Question from Karen:
I live in a coastal town in California. My house is about five blocks from the ocean in a canyon that runs east west. Two years ago my then twelve-year-old daughter asked for a pomegranate tree for Christmas. That is all she wanted. We got one and planted it in our back yard. It is now three years old has never born fruit. My daughter is asking when it will bear fruit.
Answer from Pat:
Pomegranates will grow and bear fruit in Sunset Zone 24 where you probably live but they need full sun. If you live in an east-west canyon your tree is perhaps not getting enough sun to bear flowers. Another possibility is that you did not get a fruiting variety and another is that you planted it in a lawn. There are several fine varieties of pomegranate. ‘Wonderful’ is the best known, but also make sure that you didn’t purchase an ornamental tree or bush grown only for its flowers. If you have a proper fruiting variety but it has not born fruit there are several possible reasons.
First, the pomegranate might be getting too much nitrogen and not enough bloom ingredients.This can happen if it’s growing in a lawn. Secondly, pomegranates are native to hot dry climates and will grow and even thrive with little attention even in alkaline soil but they need a hot spot. Some varieties will get mildew near the coast and if in too much shade. Sometimes people live in a canyon and don’t even notice that their garden may be in shade all winter long or at least for most of the day. When the sun is far south as in winter the sun may be hidden behind the canyon wall to the south of your garden, plus other houses and trees higher on the hill may be casting a shadow on your garden.
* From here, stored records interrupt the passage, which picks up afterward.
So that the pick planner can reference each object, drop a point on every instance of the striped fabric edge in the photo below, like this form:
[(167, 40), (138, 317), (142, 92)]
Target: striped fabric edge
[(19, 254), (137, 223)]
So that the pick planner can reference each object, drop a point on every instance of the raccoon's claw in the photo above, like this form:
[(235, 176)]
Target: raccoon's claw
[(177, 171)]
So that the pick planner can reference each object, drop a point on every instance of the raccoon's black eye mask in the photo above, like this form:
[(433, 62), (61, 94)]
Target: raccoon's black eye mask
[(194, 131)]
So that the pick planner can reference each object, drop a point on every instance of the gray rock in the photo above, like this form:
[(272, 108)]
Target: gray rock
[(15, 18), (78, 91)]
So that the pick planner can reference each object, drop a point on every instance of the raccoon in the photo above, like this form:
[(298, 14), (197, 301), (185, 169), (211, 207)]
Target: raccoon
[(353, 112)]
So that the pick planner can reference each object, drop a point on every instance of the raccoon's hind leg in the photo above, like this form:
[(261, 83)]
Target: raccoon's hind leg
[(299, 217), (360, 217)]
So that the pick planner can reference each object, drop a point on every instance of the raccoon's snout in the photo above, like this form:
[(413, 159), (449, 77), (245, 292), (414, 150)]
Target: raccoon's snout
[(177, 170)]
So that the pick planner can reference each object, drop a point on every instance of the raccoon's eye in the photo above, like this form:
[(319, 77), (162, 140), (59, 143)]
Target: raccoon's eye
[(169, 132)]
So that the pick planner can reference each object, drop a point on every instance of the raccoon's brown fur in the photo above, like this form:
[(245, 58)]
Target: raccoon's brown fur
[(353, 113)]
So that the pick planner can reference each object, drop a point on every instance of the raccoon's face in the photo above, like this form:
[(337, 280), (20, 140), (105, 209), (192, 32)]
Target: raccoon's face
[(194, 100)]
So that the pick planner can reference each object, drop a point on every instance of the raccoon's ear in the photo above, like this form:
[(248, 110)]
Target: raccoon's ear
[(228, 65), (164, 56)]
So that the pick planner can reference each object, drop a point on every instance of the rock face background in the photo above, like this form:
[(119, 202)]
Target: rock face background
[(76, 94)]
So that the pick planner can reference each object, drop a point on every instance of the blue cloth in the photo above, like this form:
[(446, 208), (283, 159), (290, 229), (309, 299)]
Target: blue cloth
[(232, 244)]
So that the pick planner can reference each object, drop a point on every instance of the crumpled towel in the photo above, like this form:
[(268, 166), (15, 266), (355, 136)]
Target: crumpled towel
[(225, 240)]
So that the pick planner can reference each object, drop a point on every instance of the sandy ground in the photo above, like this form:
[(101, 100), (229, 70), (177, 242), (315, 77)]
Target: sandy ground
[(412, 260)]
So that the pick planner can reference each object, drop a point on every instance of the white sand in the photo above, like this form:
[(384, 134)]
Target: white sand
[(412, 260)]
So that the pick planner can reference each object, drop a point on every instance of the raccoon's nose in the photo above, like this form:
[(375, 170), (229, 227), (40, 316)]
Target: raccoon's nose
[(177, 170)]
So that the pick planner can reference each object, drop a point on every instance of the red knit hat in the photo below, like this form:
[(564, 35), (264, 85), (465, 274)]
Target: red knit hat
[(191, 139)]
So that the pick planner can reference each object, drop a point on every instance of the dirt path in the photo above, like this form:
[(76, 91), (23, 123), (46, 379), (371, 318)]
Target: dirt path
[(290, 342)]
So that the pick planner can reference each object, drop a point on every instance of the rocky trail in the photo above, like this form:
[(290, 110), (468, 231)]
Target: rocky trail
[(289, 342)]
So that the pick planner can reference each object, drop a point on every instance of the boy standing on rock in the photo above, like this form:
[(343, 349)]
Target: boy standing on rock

In summer the shadows may come from trees or houses or fences to the east, west, and north. So pay attention to where the shadows are in your garden when planning where to put a pomegranate. Full sun means six hours of sun a day.
Despite this problem we might be able to find a way to make your pomegranate bloom. First, in January or early February as the tree begins to put out a few new leaves, go all over the tree and prune off the tips. If it has not grown much, just clip off the outer four to six inches or less. Go all over the tree and cut a few inches off each branch to make it put out new wood. But if the tree is vigorous already, then cut back a foot or two all over to make it branch and be bushier. This is because pomegranates only bear on new wood. One really should prune a pomegranate for the first three years of its life to get it to branch and put out new growth. I doubt you have done than in the past, but now by pruning in late winter (late January or early February) just as the plant begins to grow and put out new tip growth you can correct the problem and make it put out new wood. You want it to be bushy.
Secondly, immediately after pruning, feed it with an organic fertilizer high in bloom ingredients and little nitrogen. This means the first number (nitrogen) should be low and the second number (phosphorus) and third number (potassium) should be very high, 2-10-10 is an example. After fertilizing water the fertilizer inot the ground. If your tree is growing well already showing that it is getting plenty of nitrogen, then just fertilize with two cups of bonemeal and half a cup of Sul-Po-Mag at this time of year. Sprinkle these over the roots and use a cultivator to gently till into the soil under the tree so you don’t harm roots, then cover with mulch or compost. After fertilizing and mulching water the fertilizer into the ground. Feed the tree in January with this high bloom formula. In February fertilize again with an organic fertilizer for citrus and avocado, such as 4-6-6. If you can, push the mulch aside, put the fertilizer under the mulch all around the drip line of the tree (under branch tips) and then replace the mulch and water unless rains are adequate. Another option for fertilizing is to get a bag of seabird guano and feed with this. This will take care of all the needs of the plant. Follow package directions and water it into the ground. (When fertilizer is placed on top of mulch you need to use more of it since some will be absorbed by the mulch.)
Thirdly, you didn’t state whether the tree blooms. If the tree bloomed but bore no fruit, there probably were no bees in your garden when it bloomed. If there are no native or domestic bees or other insects the flowers won’t be pollinated and won’t become fruits. So when your the tree blooms in spring, take a sable paint brush and pollinate all the flowers. Just play like a bee and go from flower to flower spreading the pollen from one to another. Sometimes people use a feather duster for this job but a paintbrush is better. You don’t need a second pomegranate tree. Pomegranates are self-fruitful but the blossoms must be pollinated for it to bear fruit. Since the tree belongs to your daughter it will work best to have her do this job so she gets the tree to bloom. If she is part of all these processes: Pruning to stimulate tip growth, fertilizing for high bloom, and pollinating and if all these steps result in fruit, your daughter will have a genuine feeling of accomplishment from the experience. If none of this works the tree must be in too much shade, but I hope it works!